June 14, 2020 at 10:00AM - Enam Lawan Terberat yang Pernah Dihadapi Mohammad Ahsan -

Jika anda butuh jasa pembuatan blog silahkan hubungi www.oblo.co.id

Enam Lawan Terberat yang Pernah Dihadapi Mohammad Ahsan

JawaPos.com-Bersama Hendra Setiawan, Mohammad Ahsan menjalani kebangkitan luar biasa sepanjang 2019.

Dimulai dari juara All England, Hendra/Ahsan kemudian menyapu dua gelar terbesar tahun lalu. Yakni juara dunia dan menjadi kampiun turnamen puncak akhir tahun, BWF World Tour Finals 2019.

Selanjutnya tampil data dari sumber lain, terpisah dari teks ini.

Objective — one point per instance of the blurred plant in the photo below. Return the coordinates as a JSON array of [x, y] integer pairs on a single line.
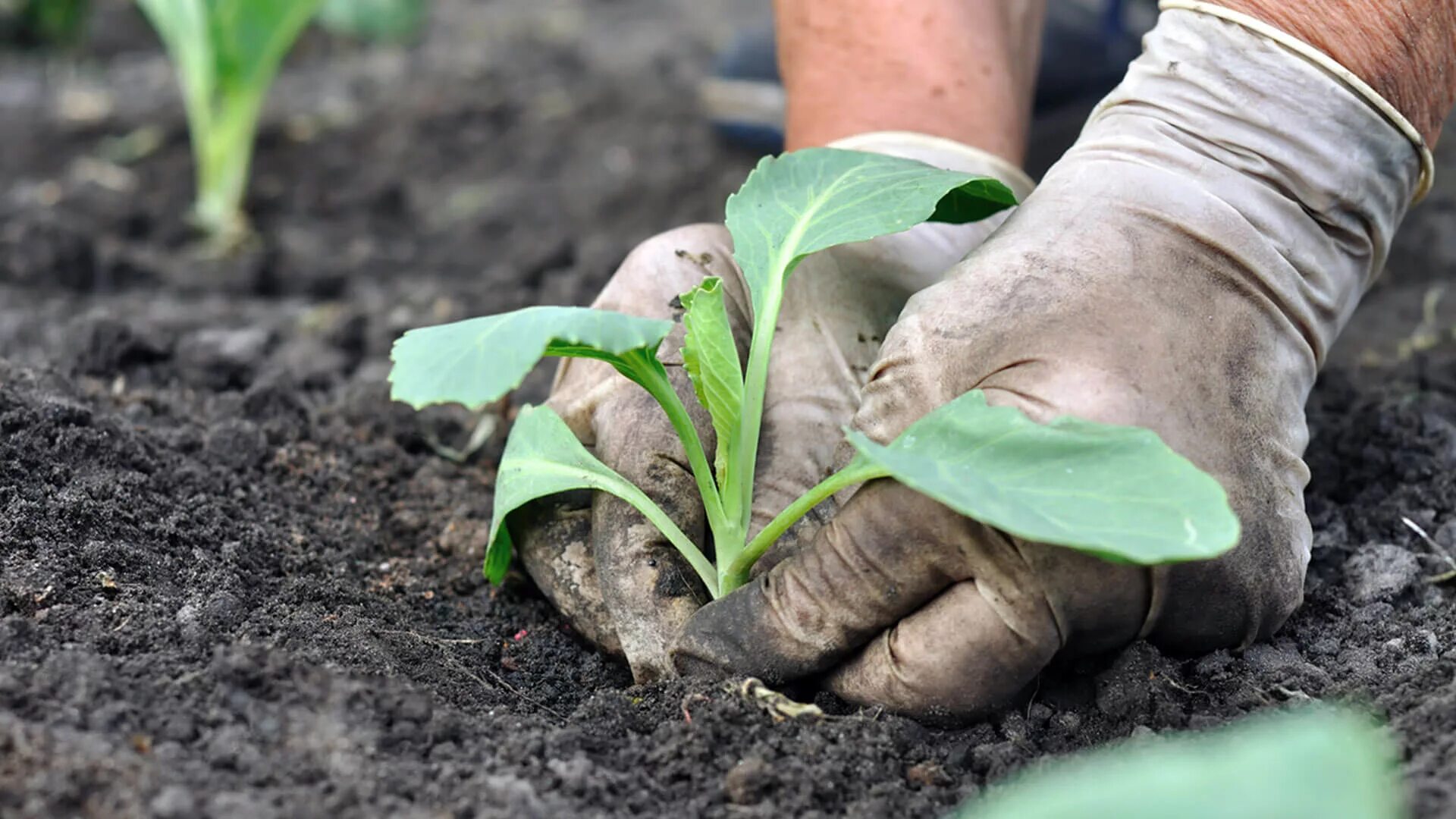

Gelar 2019 di Basel adalah trofi kejuaraan dunia ketiga dalam karir Ahsan. Sebelumnya, dia menjadi juara dunia 2013 Guangzhou dan 2015 di rumah sendiri, Istora Senayan Jakarta.

Keduanya bersama Hendra.

Catatan fenomenal pada 2019 tidak hanya membawa Hendra/Ahsan kukuh di ranking dua dunia. Lebih dari itu, The Daddies memastikan satu tempat ke Olimpiade Tokyo 2020 yang berlangsung tahun depan.

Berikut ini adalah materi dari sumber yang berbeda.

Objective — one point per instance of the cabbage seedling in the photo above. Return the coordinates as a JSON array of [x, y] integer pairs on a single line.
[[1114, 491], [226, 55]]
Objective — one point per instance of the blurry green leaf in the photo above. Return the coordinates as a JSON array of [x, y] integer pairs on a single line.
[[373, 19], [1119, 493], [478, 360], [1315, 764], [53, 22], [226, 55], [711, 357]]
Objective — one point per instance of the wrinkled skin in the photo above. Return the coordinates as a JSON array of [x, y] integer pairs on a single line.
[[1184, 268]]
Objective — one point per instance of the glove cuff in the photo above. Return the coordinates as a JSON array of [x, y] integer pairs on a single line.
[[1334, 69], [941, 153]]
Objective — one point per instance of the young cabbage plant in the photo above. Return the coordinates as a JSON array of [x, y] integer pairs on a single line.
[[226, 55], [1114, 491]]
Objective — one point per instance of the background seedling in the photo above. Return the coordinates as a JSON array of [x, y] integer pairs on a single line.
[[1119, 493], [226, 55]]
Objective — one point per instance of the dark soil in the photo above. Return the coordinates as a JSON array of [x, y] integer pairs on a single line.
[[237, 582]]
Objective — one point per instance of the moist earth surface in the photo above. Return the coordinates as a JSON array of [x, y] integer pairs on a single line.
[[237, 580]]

Bermain di Tokyo bisa menjadi ajang ‘penebusan dendam’ bagi Ahsan. Pemain kelahiran Palembang ini memang gagal bersinar dalam multievent olahraga terbesar di dunia itu.

Bersama Bona Septano, Ahsan hanya mampu mencapai perempat final Olimpiade London 2012. Sedangkan di Olimpiade Rio 2016, pencapaian Ahsan dan Hendra lebih buruk lagi. Berstatus unggulan kedua, mereka bahkan tidak mampu untuk sekadar lolos dari fase grup.

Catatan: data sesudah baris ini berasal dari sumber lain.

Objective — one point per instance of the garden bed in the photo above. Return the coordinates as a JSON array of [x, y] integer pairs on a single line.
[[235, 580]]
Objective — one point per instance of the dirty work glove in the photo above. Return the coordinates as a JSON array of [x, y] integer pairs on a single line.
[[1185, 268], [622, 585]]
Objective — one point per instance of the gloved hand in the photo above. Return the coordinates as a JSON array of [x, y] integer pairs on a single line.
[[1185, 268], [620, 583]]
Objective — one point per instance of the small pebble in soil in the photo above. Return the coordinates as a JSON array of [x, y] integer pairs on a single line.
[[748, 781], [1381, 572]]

Dalam beberapa kesempatan, Hendra mengatakan bertekad ‘membantu’ Ahsan untuk meraih medali Olimpiade. Dengan usia yang semakin menua (Hendra berusia 37 pada Agustus 2021 dan Ahsan berumur 34 tahun pada September 2021), misi itu tentu saja akan sangat berat.

Namun, keduanya membulatkan hati untuk menjaga kondisi fisik dan berambisi tampil pada puncak permainan di Tokyo.

Kepada wartawan JawaPos.com Gugun Gumilar, Ahsan mengungkapkan enam lawan terberat dalam perjalanan karirnya. Artikel ini melengkapi enam musuh terseram yang pernah dihadapi Hendra yang dimuat pada edisi 9 Mei 2020.

1. Lee Yong-dae/Yoo Yeon-seong (Korea Selatan)

Kali pertama kami bertemu mereka pada 2013 sudah 13 kali bertemu dan saling mengalahkan (Lee/Yoo menang tujuh kali dan Hendra/Ahsan menang enam kali, Red).

Bisa dibilang, mereka musuh bebuyutan kami. Mereka tidak mudah dimatikan dan jarang membuat kesalahan sendiri.

Selain itu, power dan defense mereka bagus. Terutama Lee. Meski sempat beberapa kali berganti pasangan, prestasi dia tetap stabil.

Yoo Yeon-seong (kiri) dan Lee Yong-dae saat beraksi pada Olimpiade Rio 2016 (Ed Jones/AFP)

2. Zhang Nan/Fu Haifeng (Tiongkok)

Menghadapi mereka tak boleh membuat kesalahan sedikitpun. Terutama Zhang Nan. Dia punya kualitas di atas rata-rata dan fisik yang bagus. Kecepatan dan teknik Zhang Nan sangat cukup untuk menutupi kelemahan Fu Haifeng.

Di setiap pertandingan, mereka stabil bermainnya. Pertahanannya juga rapat, power besar, pukulannya juga mematikan. Setiap kami nyerang, selalu dibalikin lagi. Defensenya kuat banget.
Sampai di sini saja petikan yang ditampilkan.